Background The behavioural variant of frontotemporal dementia (bvFTD) is the most common phenotype of frontotemporal lobar degeneration (FTLD). FTLD is divided into three main pathological subtypes: tau‐positive FTLD (FTLD‐tau), FTLD‐TAR DNA–binding protein (TDP), and FTLD‐Fused in sarcoma (FUS). At present, it is difficult to predict the underlying pathological subtypes of sporadic bvFTD before a patient's death. Methods We retrospectively investigated the clinical features of 34 Japanese patients with sporadic bvFTD, with or without motor neuron disease (MND), who had been pathologically diagnosed with FTLD. We examined whether, and how, the clinical features differed among Pick's disease, FTLD‐TDP, and FTLD‐FUS patients.

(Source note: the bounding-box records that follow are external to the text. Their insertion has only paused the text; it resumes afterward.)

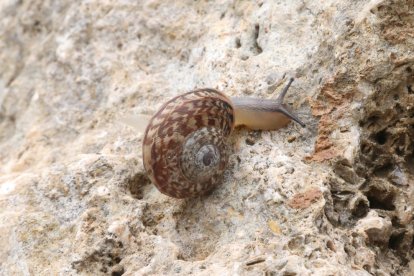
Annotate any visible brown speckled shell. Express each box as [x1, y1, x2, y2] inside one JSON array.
[[143, 89, 234, 198]]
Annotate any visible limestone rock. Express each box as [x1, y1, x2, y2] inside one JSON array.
[[0, 0, 414, 275]]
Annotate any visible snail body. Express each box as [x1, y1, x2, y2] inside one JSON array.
[[143, 79, 304, 198]]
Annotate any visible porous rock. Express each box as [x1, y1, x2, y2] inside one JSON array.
[[0, 0, 414, 275]]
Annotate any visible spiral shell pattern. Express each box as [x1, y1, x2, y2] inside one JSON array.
[[143, 89, 234, 198]]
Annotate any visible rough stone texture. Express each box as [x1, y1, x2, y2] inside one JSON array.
[[0, 0, 414, 275]]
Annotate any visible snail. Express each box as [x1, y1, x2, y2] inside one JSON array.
[[128, 78, 305, 198]]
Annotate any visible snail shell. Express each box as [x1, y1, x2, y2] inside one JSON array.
[[143, 79, 304, 198], [143, 89, 234, 198]]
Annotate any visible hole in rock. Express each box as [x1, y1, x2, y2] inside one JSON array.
[[366, 186, 395, 211], [388, 231, 405, 250], [374, 130, 388, 145]]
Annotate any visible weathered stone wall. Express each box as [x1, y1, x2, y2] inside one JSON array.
[[0, 0, 414, 275]]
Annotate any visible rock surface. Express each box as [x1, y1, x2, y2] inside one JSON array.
[[0, 0, 414, 275]]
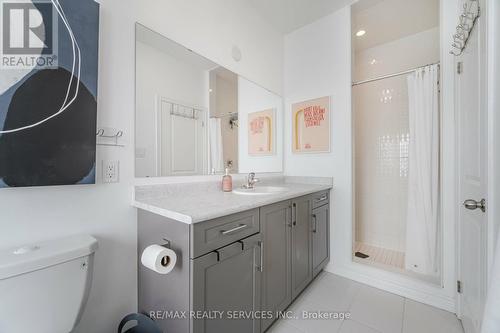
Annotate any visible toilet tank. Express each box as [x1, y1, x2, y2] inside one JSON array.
[[0, 236, 97, 333]]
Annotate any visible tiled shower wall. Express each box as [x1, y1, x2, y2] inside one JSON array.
[[353, 28, 439, 252]]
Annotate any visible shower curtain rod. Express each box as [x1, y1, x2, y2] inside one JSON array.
[[352, 62, 439, 87]]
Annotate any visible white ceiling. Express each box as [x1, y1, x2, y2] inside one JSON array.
[[248, 0, 439, 50], [136, 24, 219, 70], [247, 0, 356, 34], [353, 0, 439, 51]]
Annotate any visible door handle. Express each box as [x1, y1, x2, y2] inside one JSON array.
[[316, 194, 328, 202], [221, 224, 248, 236], [313, 214, 318, 233], [292, 203, 297, 226], [464, 199, 486, 213]]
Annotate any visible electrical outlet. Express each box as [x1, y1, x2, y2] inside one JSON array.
[[102, 161, 120, 183]]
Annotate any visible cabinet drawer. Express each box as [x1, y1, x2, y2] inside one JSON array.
[[191, 208, 260, 258], [312, 191, 330, 209]]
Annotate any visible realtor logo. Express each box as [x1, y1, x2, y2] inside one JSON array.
[[0, 0, 57, 69]]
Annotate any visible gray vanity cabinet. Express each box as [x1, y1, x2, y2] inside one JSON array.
[[312, 204, 330, 276], [260, 201, 292, 332], [137, 191, 330, 333], [291, 196, 313, 298], [191, 234, 262, 333]]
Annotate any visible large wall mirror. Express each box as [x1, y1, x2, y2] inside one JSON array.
[[135, 24, 283, 177]]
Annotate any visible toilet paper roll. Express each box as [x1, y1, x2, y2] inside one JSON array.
[[141, 244, 177, 274]]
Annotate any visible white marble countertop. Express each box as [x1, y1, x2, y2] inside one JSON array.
[[133, 177, 333, 224]]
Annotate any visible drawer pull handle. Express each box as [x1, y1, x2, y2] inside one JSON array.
[[221, 224, 248, 236], [316, 194, 328, 202]]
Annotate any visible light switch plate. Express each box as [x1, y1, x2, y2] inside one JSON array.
[[102, 160, 120, 183]]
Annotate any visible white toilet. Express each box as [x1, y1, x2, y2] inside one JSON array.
[[0, 236, 97, 333]]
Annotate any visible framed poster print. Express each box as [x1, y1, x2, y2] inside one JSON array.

Results Six of the 34 patients developed MND during the course of bvFTD. These six bvFTD‐MND patients were all pathologically diagnosed with FTLD‐TDP. The other 28 patients were composed of 12 FTLD‐tau patients including 11 Pick's disease patients, 8 FTLD‐TDP patients, and 8 FTLD‐FUS patients. A comparison of the clinical features of the three pathological subtypes of the 33 patients demonstrated that the age at onset was significantly younger in FTLD‐FUS patients than in Pick's disease or FTLD‐TDP patients. Furthermore, while hyperorality and dietary changes in the early stage of the disease were present in approximately 40% of Pick's disease and FTLD‐FUS patients, they were absent in FTLD‐TDP patients. Conclusion The comorbidity of MND, a younger age at onset, and hyperorality and dietary changes in the early stage may be useful clinical features for predicting underlying pathological subtypes of sporadic bvFTD. The results of our study should be confirmed by prospective studies employing a larger number of cases.